Requirements to build and run:

  • g++ (GNU c++ compiler - c++11)
  • autoconf 2.69 or above
  • openssl devel lib (sudo dnf install openssl-devel or sudo apt-get install libssl-dev)
  • zlib devel lib (sudo dnf install zlib-devel or sudo apt-get install zlib1g-dev)
  • bzlib devel lib (sudo dnf install bzip2-devel or sudo apt-get install libbz2-dev)
  • libarchive (v4) be installed (sudo dnf install libarchive-devel or sudo apt-get install libarchive-dev)
  • pcrecpp (sudo dnf install pcre-devel or sudo apt-get install libpcre3-dev)
  • uuid (sudo dnf install uuid-devel / libuuid-devel or sudo apt-get install uuid-dev)
  • nose (sudo dnf install python2-nose or sudo apt-get install python-nose)
  • yara v3.X be fully installed
  • if you are running yara pre-version 3.1.X then yara v3 lib header files to be moved to a specific location after a typical yara install, steps: A. cd into the dir where you extracted yara (for this example I will use "/tmp/yara") B. sudo cp /tmp/yara/libyara/include/yara/* /usr/local/include/yara/

Instructions:

1 - Make sure all requirements set forth above are met

2 - Extract our software in the directory of your choice (referred to as THEDIR from now on)

- cd THEDIR
- tar -xvzf yextend.tar.gz

3 - Build (make sure the executable bit is set on the file system for build.sh):

- ./build.sh

4 - Test (optional)

- make unittests

5 - Run:

- Note on run modes:

	- No arguments/switches passed in means the output is intended for human eyes
	- The -j switch means the output is for machine to consume [JSON]
	- The -a switch, used in conjunction -j, means that file structure/hierarchy will be added to the machine consumable JSON output

- 2 options to run:

A. use executable run_yextend - it wraps the native yextend executable.
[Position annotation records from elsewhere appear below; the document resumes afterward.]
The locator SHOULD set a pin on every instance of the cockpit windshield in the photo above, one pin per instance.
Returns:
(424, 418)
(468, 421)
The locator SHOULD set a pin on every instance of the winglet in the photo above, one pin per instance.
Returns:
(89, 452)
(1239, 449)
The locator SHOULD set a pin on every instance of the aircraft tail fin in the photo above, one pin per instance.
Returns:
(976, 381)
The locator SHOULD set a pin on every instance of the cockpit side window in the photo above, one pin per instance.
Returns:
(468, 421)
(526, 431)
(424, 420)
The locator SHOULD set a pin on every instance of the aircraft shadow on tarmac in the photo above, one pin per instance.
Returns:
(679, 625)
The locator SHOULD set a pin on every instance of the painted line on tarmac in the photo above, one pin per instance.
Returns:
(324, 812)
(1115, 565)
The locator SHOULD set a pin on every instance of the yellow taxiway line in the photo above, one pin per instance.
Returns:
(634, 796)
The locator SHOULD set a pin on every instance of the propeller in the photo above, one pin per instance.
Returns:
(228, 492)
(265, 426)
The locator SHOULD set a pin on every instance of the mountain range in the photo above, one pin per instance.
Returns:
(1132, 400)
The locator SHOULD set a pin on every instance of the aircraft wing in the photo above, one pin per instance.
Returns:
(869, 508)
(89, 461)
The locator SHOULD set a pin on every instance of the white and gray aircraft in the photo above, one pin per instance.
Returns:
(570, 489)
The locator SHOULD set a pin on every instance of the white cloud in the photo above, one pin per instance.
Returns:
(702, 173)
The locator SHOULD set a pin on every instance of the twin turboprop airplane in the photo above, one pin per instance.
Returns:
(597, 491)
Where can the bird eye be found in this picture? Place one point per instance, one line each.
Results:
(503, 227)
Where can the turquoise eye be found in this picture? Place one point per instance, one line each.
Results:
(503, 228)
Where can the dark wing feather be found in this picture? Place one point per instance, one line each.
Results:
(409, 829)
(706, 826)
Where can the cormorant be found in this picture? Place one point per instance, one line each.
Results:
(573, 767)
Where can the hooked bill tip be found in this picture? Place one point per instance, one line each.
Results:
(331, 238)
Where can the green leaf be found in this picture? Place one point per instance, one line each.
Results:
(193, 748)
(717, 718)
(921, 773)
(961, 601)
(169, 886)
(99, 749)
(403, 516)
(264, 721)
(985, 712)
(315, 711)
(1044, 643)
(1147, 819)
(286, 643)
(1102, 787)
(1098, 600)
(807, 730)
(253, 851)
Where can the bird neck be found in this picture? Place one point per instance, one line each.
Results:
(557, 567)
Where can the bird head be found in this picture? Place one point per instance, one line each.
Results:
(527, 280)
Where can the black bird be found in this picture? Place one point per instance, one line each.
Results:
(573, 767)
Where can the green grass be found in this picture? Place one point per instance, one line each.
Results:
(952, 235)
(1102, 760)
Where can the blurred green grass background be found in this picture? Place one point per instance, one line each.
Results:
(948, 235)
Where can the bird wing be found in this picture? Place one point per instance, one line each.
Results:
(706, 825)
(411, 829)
To run:

- the program 'run_yextend' takes in 2 mandatory arguments, 1 optional:

	1. A yara ruleset file or directory of ruleset files
	2. A file name or a directory of target files
	3. '-j' for json output [optional]

usage:
    -r or --ruleset             rule_entity
    -t or --target              target_file_entity
    -j

    examples:
	 ./run_yextend -r rule_entity -t target_file_entity
    ./run_yextend --ruleset rule_entity -t target_file_entity
    ./run_yextend -r rule_entity -t target_file_entity -j

	***** make sure the executable bit is set on the file system for run_yextend *****

B. run yextend executable - prefix the run statement by telling LD_LIBRARY_PATH where the yara shared object lib (or its symlink) is. If you changed nothing during the yara install then that value is '/usr/local/lib'

- the program 'yextend' takes in 2 mandatory arguments, 1 optional:

	1. A yara ruleset file
	2. A file name or a directory name where the target files exist
	3. '-j' for json output [optional]

usage:
    -r rule_entity
    -t target_file_entity
    -j

example:

	- LD_LIBRARY_PATH=/usr/local/lib ./yextend -r ~/Desktop/bayshore.yara.rules -t /tmp/targetfiles/filex
	- LD_LIBRARY_PATH=/usr/local/lib ./yextend -r ~/Desktop/bayshore.yara.rules -t /tmp/targetfiles/
	- LD_LIBRARY_PATH=/usr/local/lib ./yextend -r ~/Desktop/bayshore.yara.rules -t /tmp/targetfiles/filex -j

	*****
		if you don't want to set LD_LIBRARY_PATH on each prog run then you can set it in your .bashrc (or equivalent on your system) as such:

		export LD_LIBRARY_PATH=$LD_LIBRARY_PATH:/usr/local/lib

		then the program runs would be as such:

			- ./yextend -r ~/Desktop/bayshore.yara.rules -t /tmp/targetfiles/filex
			- ./yextend -r ~/Desktop/bayshore.yara.rules -t /tmp/targetfiles/			
	*****

6 - Analyze output. The output will be structured as such (number of result stanzas will obviously vary based on the content at hand):

===============================ALPHA===================================
Ruleset File Name: w
File Name: x
File Size: y
File Signature (MD5): z

=======================================================================

Yara Result(s): RULE1:[detected offsets=0x48:$a,hit_count=1]
Scan Type: a
Parent File Name: b
Child File Name: c
File Signature (MD5): d


Yara Result(s): RULE2, RULEWITHMETA:[type=Simple string search,signature=Looking for 95,author=Dre,testint=9,d=false,detected offsets=0x0:$a-0x1:$a-0x2:$a-0x3:$a,hit_count=4], RULE3
Scan Type: v
Parent File Name: x
Child File Name: y
File Signature (MD5): z


===============================OMEGA===================================

For each result stanza you will be presented with a listing of the relevant Yara rules that hit. This will be in the key/value pair with key "Yara Result(s)". The value here is formatted as follows:

	RULE_ID:[META_DATA,OFFSETS,HIT_COUNT], RULE_ID[OFFSETS,HIT_COUNT], ... RULE_ID[OFFSETS,HIT_COUNT]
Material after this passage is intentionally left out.